Les informations soigneusement archivées pour chaque PC peuvent être utilisées pour faire de la propagande noire contre eux. Quand j'étais auditrice, je n'avais pas conscience de cela. Je croyais que les informations révélées par mon patient, et que je notais dans son dossier, restaient strictement confidentielles. En tant qu'auditrice, j'employais ces techniques de blocage de la pensée sur bon nombre de mes PCs. S'il leur arrivait d'exprimer une pensée négative envers la Scientologie, je devais immédiatement lui demander: "Qu'avez-vous fait ?".

Hubbard décrivait le phénomène O/W en détail, d'une façon qui me paraissait très sensée à l'époque. D'après lui, cela fonctionne ainsi: un individu commet un Overt contre un groupe. Cependant, l'être humain est fondamentalement bon, même le plus corrompu. Quand une personne commet un Overt, du fait qu'il est fondamentalement bon, il a donc le sentiment de devoir se séparer du groupe pour éviter de continuer de lui nuire. Cette idée de séparation rend la personne critique envers le groupe, ainsi il se persuade lui-même que le groupe est mauvais - et par conséquent, il se différencie de lui. A travers ces critiques, la personne justifie son envie de quitter la Scientologie, ou en termes de la secte, "faire un blow". Quand une personne cesse d'avoir des pensées critiques sur la Scientologie en se demandant quels Overts il a bien pu commettre, il élimine toute pensée négative envers Hubbard et la Scientologie. C'est un rempart efficace contre la capacité de juger rationnellement et objectivement la Scientologie, parce que toute pensée critique est écartée, peu importe qu'elle soit légitime. Si vous travaillez avec un membre déjà endoctriné, vous pouvez être certain que dès qu'un doute s'éveille en lui au sujet d'une information donnée par la secte, il se demandera lui-même quels Overts il a bien pu commettre, qu'il exprime ses pensées ou non.

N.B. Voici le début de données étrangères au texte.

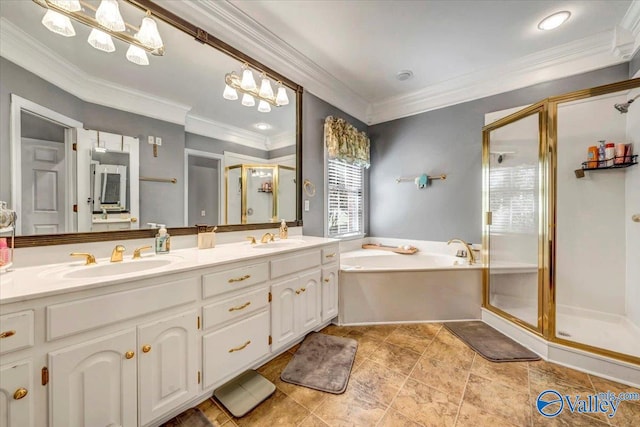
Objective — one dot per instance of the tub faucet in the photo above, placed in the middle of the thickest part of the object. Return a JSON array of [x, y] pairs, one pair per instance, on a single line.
[[470, 256]]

- "Dev-T" (abréviation de "Developed Traffic"): ce terme signifie le désordre inutile qui entrave ou retarde la réalisation d'un objectif particulier, particulièrement un objectif scientologique. Je voulais devenir un auditeur et faire tout mon possible pour aider à clarifier la planète. Aller à l'université était considéré comme un Dev-T, donc j'ai abandonné mes études.

- "Natter" (abréviation de "Negative Chatter", bavardage négatif): le terme Natter s'applique évidemment quand il s'agit de bavardage négatif sur la Scientologie. Toute critique sur la façon dont fonctionne le groupe, est considérée comme un Natter, peu importe qu'elle soit fondée. J'ai souvent été accusée de faire du Natter quand je n'appréciais pas ce qui se passait et que je le disais franchement.

Tout ceci n'est qu'un aperçu de la terminologie employée dans le langage hermétique de la Scientologie. Pour une liste plus complète, je suggère de regarder dans un dictionnaire scientologue et de discuter avec un ex-adepte sur la façon dont ces termes sont employés pour asservir les gens.